Valley Health, which operates in rural Virginia and parts of West Virginia, said this week that it exceeded its previous record high of covid patients, taking in 175 in 24 hours. The overwhelmed health system has had to send patients as far as Pittsburgh and Philadelphia to receive care, the system’s quality and patient safety officer Nick Restrepo said.

The delta surge “has completely overwhelmed our hospital capacity,” said Beth O’Connor, executive director of the Virginia Rural Health Association. “The previous waves didn’t necessarily hurt rural communities as hard or as fast as delta has. … And it’s ongoing,” she added.

After an early lead, rural areas in April started lagging behind their urban counterparts in getting shots into arms. Efforts to increase vaccine access and counter misinformation has helped to steadily increase vaccinations, O’Connor said. But it’s slow work.

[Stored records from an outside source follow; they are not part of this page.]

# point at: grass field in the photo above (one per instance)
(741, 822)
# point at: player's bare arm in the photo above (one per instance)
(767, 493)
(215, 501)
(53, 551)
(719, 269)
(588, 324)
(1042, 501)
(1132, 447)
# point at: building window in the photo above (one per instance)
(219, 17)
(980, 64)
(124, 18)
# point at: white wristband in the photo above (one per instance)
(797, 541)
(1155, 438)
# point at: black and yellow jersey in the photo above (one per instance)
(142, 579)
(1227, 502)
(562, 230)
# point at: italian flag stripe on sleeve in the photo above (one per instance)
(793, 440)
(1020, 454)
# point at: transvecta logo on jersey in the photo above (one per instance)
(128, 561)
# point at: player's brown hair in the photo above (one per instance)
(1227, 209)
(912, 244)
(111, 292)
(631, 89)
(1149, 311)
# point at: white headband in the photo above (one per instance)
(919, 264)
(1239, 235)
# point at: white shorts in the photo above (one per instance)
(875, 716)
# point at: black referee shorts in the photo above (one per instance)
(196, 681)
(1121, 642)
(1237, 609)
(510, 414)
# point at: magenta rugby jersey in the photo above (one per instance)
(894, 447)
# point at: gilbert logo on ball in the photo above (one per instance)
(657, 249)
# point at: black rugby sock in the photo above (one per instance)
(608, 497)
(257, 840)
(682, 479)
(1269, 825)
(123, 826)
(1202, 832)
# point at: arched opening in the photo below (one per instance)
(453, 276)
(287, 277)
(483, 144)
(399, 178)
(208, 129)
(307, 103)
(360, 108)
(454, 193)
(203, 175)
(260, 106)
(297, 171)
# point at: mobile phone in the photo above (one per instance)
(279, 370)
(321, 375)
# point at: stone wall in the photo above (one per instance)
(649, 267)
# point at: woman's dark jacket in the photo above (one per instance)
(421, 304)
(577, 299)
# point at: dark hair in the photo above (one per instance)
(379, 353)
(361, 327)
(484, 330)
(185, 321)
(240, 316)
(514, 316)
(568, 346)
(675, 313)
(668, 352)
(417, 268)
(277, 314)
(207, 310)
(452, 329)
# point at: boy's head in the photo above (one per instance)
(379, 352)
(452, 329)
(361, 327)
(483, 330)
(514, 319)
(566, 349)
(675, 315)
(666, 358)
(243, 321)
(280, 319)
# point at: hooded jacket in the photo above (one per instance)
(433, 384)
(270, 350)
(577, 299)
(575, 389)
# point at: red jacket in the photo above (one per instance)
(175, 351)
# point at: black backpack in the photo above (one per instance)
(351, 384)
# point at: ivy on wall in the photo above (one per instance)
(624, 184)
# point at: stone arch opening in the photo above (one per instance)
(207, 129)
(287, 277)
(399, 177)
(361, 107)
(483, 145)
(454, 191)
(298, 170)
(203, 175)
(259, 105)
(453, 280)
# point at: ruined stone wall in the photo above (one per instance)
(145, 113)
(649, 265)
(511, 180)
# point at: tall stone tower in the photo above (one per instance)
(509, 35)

As the vaccination campaign marches on in the fall, elected officials will have to deftly manage the expectations of residents, said Lushniak. The delta variant has blunted the “sense of euphoria” from the start of the summer, he said, and served as a warning sign for communities to move more cautiously toward normalcy. Health care systems are still operating precariously, with exhausted hospital workers caring for unvaccinated covid-19 patients, absorbing a backlog of other medical cases, and facing an impending flu season.

“If we change our behavior … we could see another rise in cases. Nothing is inevitable,” said Nuzzo. “The decline in cases, it’s not like it’s a car without brakes. There’s no sustaining momentum — except us.”